Bearing in mind the importance of epidemiological studies in hypertension, this special issue of the Journal of Human Hypertension has been devoted entirely to epidemiological studies. We have papers from China,10, 11 Guinea,12 Bangladesh,13 Iran,14 Canada,15 South Africa16 and Nigeria.17 Interestingly, there are still new data being published from populations that have previously not been studied. One would have expected that, in this highly connected modern world, there are no places left on the planet that do not have proper health statistics. However, now with an increasing access to remote areas, we are getting more data on places that previously were off the health maps, which is good news to the public health specialists. The bad news, however, is that these previously neglected areas appear to have a high prevalence of hypertension; both rural Bangladesh and the urban slum in Nigeria report a very high incidence of 40% and 52%, respectively.13, 17 Being out of the radar of public health services for so long, it is likely that these areas had low input in terms of health education, prevention and treatment and thereby poor health indices.

Epidemiological studies are not just about incidences and prevalence. They also help us determine what is considered ‘normal’ for a particular region. This is highlighted by another article that is published in this issue of the journal from Ataei et al.18where they publish for the first time reference percentiles for blood pressure by age, sex and height for children and adolescents in Iran. This is an important paper, as it used data from nearly 17 000 children over a 10-year period to construct this chart. Most countries, especially in the developing world, tend to use reference limits taken from developed western countries that have different ethnicity, race and geographical features, all of which can individually affect blood pressure. This paper shows us that, although it might be practically difficult to implement, all countries should ideally use locally derived reference data, especially for children and adolescents.

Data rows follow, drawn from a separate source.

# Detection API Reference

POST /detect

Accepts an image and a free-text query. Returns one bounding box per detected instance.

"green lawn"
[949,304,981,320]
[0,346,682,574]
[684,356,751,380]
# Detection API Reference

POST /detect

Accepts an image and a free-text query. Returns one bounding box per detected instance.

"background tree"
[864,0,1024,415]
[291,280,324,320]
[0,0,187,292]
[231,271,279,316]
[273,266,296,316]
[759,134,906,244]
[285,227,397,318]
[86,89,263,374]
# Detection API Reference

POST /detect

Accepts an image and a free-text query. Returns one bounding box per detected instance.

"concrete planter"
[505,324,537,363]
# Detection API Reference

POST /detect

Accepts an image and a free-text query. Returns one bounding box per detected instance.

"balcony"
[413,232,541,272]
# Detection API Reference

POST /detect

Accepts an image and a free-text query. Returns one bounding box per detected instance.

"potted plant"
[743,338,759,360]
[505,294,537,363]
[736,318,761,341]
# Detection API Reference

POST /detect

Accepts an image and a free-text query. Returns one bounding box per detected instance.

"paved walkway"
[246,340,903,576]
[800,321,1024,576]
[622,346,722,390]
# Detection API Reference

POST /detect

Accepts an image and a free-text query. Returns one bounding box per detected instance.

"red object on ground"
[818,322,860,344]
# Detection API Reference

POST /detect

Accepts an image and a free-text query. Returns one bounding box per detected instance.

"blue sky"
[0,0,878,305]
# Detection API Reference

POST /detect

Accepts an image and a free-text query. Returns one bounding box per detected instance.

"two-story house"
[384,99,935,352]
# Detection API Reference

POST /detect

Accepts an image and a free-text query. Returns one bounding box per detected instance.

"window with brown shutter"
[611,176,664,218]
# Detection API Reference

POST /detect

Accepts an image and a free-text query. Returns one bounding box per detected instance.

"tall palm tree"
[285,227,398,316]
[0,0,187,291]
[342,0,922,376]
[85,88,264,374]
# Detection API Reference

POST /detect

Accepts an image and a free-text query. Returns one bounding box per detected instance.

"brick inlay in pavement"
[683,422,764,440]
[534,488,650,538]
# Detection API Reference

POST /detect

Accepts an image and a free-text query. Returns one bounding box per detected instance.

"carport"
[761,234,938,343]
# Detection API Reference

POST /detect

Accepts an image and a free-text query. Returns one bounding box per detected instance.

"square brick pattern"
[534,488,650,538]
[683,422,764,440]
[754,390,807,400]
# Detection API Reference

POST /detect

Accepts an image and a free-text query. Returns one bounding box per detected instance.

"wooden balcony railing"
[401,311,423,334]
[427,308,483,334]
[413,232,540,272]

Studying disease patterns in small ethnic groups, such as the indigenous population in Canada,15 or specific age groups, such as adolescents in South Africa,16 also gives us important information showing that each ethnic group or each age group is unique and has to be dealt with differently.

The aims of modern-day epidemiology has perhaps not changed much since the time of John Snow, who is often called the ‘father of modern epidemiology’ for his pioneering work on describing the spread of cholera in a suburb of London in the Nineteenth century. We still seek to find the cause of diseases, their spread and means to control them. For hypertension in particular, we need to know how the prevalence is changing, whether new groups are at risk (younger age, indigenous populations and so on), whether health education is effective and reaching the groups it is targeted at and whether we need to do anything more from a public health point of view. There is a changing lifestyle among all populations that are consuming more calories but becoming more sedentary at the same time. We need to know whether normal reference values that were developed some time ago are still valid and need updating. This is where epidemiological studies help us. Epidemiological studies in hypertension therefore are more relevant now than ever, and not just for the public health services but for every day clinical practice.